Reaching Between Civilizations—and Reaching for the Unity of Civilization

The problem of defining “a civilization”—which has defeated so many efforts-—is straightforward compared with that of defining “civilization.” Yet it might be held that the former depends on the latter: you can only identify a particular civilization as such once you have established how to recognize “ civilization” in general. The first is a phenomenon easily verifiable by empirical scrutiny. There are civilizations—lots of them—even if we have difficulty in agreeing in every case whether a given society deserves to be classed as one. In what seems a rather silly game, some scholars have tried to enumerate them: Toynbee thought there were twenty-one, all told.54Carroll Quigley counted “two dozen”55 ; for Samuel Huntington the world today is covered by “seven or eight” or maybe nine.56The term “civilization,” without particularity, denotes a universal concept, of which the reality is open to doubt; or else it signifies what I called above “the civilizing ingredient”—the feature all the civilizations properly so called have in common.

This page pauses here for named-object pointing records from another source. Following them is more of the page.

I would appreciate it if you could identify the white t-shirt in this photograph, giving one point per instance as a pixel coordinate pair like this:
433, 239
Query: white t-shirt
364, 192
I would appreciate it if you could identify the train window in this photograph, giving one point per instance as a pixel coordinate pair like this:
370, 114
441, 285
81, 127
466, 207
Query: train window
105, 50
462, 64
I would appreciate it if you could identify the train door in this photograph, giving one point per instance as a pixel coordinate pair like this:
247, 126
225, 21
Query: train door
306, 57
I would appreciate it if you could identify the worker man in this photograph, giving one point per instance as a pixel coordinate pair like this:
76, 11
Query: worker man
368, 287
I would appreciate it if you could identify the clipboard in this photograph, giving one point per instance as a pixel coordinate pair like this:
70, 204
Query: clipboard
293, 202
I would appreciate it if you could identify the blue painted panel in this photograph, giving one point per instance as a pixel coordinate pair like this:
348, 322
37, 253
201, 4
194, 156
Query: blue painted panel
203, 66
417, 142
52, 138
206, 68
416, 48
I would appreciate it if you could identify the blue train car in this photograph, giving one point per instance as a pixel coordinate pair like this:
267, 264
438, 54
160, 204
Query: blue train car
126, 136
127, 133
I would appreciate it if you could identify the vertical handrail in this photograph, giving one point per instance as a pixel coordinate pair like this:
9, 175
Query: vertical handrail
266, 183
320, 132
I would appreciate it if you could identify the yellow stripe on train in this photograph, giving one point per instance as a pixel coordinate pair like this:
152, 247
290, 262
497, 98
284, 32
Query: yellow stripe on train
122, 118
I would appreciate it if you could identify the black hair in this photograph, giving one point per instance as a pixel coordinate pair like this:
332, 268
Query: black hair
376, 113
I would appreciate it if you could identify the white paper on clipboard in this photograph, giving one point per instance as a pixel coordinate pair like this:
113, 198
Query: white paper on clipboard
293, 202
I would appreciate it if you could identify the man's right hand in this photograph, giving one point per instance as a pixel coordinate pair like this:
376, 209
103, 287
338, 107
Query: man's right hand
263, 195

All the societies I call civilizations do indeed have something in common: their program for the systematic refashioning of nature. That does not mean that there are any limits to their possible diversity. By calling this book Civilizations , in the plural, I repudiate the claim that civilization is indivisible.

This claim is usually put forward in two contexts: first, when “civilization” is used as a name for the totality of human societies, rather than a property or character which some or all of them have in common; and, second, when it is used to mean a state towards which all societies tend, by way of progress. There is no convincing evidence that all societies have any common tendency, except to be social. Progress towards any historical climax—whether it is the classless society or the Age of the Holy Spirit or the Thousand-Year Reich or liberal democracy or some other “end of history”—is illusory. So there seems little point in pursuing this claim, either to hound it or to bring it home. In this book, the history of civilizations is treated as a field of comparative study, riven with discontinuities. At intervals, I try to embody a sense of discontinuity in the reader’s experience of the work by a startling or abrupt change of scene.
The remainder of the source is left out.